JANUARY 30, 2026
Abhishek (Abhi) Pratap, PhD
Executive Director, Global Clinical Development Lead
Boehringer Ingelheim
About the Presentation: Central nervous system (CNS) disorders impose an outsized burden of disability, yet therapeutic innovation has lagged behind other areas of medicine. A key reason is not only biological complexity and heterogeneity, but a persistent measurement and implementation gap: many CNS trials still depend on episodic, subjective clinician-, rater-, or patient-reported assessments that incompletely capture what patients and families value most—day-to-day functioning, participation, stability, and quality of life. This impacts sensitivity of detecting change, inflates variability, complicates patient selection and endpoint determination, and contributes to expensive trials that often fail to detect clinically meaningful benefit. CNS studies also face practical barriers including high dropout, limited representativeness, and poor generalizability from controlled trial settings to real-world life.

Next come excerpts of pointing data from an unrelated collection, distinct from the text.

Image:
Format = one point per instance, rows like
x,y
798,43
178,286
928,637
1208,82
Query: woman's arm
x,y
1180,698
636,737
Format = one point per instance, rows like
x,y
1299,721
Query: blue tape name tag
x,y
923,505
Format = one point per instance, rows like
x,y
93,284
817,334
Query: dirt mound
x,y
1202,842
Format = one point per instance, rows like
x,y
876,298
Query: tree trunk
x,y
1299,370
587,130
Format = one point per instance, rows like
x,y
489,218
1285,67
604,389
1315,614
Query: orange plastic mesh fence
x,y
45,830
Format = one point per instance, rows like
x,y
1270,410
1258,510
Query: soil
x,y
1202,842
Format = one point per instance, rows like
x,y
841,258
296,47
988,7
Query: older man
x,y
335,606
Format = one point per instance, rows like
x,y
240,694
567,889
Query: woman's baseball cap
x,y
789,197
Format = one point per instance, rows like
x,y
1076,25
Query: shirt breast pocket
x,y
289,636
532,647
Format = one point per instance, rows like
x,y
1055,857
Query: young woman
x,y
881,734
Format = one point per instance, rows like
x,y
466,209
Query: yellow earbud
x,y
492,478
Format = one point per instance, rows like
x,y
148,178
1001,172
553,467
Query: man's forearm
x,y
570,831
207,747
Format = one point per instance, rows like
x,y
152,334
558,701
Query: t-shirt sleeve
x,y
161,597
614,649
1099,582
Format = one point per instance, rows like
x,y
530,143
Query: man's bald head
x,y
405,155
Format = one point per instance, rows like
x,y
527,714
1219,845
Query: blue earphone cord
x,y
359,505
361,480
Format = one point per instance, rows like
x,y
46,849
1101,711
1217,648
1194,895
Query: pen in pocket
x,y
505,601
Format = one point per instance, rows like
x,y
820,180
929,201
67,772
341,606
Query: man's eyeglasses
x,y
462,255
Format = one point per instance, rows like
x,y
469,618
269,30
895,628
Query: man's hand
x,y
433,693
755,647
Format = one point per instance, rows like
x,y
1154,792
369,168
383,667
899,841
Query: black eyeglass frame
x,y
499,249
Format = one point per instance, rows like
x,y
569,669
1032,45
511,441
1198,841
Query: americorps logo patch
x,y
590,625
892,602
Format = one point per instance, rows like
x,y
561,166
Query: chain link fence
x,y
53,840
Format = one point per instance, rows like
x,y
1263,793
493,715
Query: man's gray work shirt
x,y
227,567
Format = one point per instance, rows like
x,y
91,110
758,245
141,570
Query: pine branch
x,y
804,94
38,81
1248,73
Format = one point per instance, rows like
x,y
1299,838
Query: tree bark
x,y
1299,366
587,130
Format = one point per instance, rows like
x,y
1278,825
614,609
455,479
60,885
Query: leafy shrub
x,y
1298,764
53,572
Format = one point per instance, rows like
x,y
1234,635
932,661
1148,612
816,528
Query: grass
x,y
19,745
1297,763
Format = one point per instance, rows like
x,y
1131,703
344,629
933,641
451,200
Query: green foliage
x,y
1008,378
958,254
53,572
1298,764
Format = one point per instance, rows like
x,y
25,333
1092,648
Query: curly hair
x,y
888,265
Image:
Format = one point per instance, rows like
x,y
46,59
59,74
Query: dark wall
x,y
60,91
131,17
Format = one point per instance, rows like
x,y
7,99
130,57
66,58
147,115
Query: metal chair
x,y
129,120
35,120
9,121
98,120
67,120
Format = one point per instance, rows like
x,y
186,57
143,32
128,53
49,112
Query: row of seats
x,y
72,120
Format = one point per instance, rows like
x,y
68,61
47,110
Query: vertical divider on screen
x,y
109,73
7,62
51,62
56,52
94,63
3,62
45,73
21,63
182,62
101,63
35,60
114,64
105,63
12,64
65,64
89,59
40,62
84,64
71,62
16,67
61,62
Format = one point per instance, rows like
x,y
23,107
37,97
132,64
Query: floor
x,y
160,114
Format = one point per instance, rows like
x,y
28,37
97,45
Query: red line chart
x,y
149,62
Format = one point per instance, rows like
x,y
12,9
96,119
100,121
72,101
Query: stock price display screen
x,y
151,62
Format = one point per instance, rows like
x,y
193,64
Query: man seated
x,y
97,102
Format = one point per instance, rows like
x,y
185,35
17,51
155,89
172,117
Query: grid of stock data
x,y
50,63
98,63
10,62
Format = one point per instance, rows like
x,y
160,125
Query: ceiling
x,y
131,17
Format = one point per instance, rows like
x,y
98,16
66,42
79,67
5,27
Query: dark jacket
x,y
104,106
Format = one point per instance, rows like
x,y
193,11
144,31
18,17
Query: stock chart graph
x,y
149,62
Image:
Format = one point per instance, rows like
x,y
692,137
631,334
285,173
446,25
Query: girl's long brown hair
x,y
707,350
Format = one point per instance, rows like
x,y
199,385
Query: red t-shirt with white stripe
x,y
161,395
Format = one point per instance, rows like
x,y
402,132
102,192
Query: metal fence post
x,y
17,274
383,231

Innovative digital health technologies are increasingly necessary to close this gap through ecologically valid measurement of behavior and functioning, capturing domains that traditional instruments assess only indirectly or intermittently—activity, sleep, social rhythms, cognition, and routine. By shifting from “snapshot” clinic visits to longitudinal, within-person trajectories, digital measures can improve signal detection, characterize heterogeneity, and identify meaningful change earlier and with lower participant burden.
Digital approaches can also extend beyond measurement. The same platforms can deliver scalable, personalized adaptations of evidence-based psychosocial interventions, expand access to care, and support ongoing monitoring between visits—addressing barriers related to geography, stigma, and workforce constraints.
In this talk, I will highlight case examples from emerging CNS clinical studies demonstrating how digital health can (1) create more patient-relevant endpoints, (2) improve trial efficiency and interpretability, and (3) bridge research and care by enabling measurement and intervention in real-world settings. Together, these advances position digital health as a critical enabler of patient-centered CNS innovation—helping answer not only whether treatments work, but for whom, under what conditions, and with what durable impact.
About the Presenter: Dr. Abhishek (Abhi) Pratap is the Executive Director, Global Clinical Development Lead at Boehringer Ingelheim, where he directs clinical development for digital therapeutics and innovative measurement approaches. With more than 15 years of experience spanning academia and biopharma, he specializes in translating real-world data and digital technologies into patient-centered, regulatory-aligned evidence for CNS disorders.
Dr. Pratap recently led a pivotal Phase III trial in schizophrenia (NCT05838625), the first confirmatory study to demonstrate improvement in negative symptoms—marking a significant milestone for the first effective, scalable & safe intervention helping patients overcome negative defeatist beliefs.
Prior to Boehringer, Dr. Pratap served as Head of Data Innovation at Biogen Digital Health, where he oversaw the execution of Intuition Study (NCT05058950) with Apple—one of the largest decentralized, real-world studies on cognitive health, with more than 22,000 participants. His earlier work at CAMH’s Krembil Centre for Neuroinformatics included founding Aid4Mental.Health, a digital health research group aimed at better understanding what treatments in CNS work for whom, when, and for how long in everyday settings.
He holds academic appointments at Boston University and the University of Washington and is a Visiting Research Fellow at King’s College London. Across roles, Dr. Pratap is committed to building empathetic, data-driven, and outcome-focused solutions that improve the lives of people living with CNS disorders.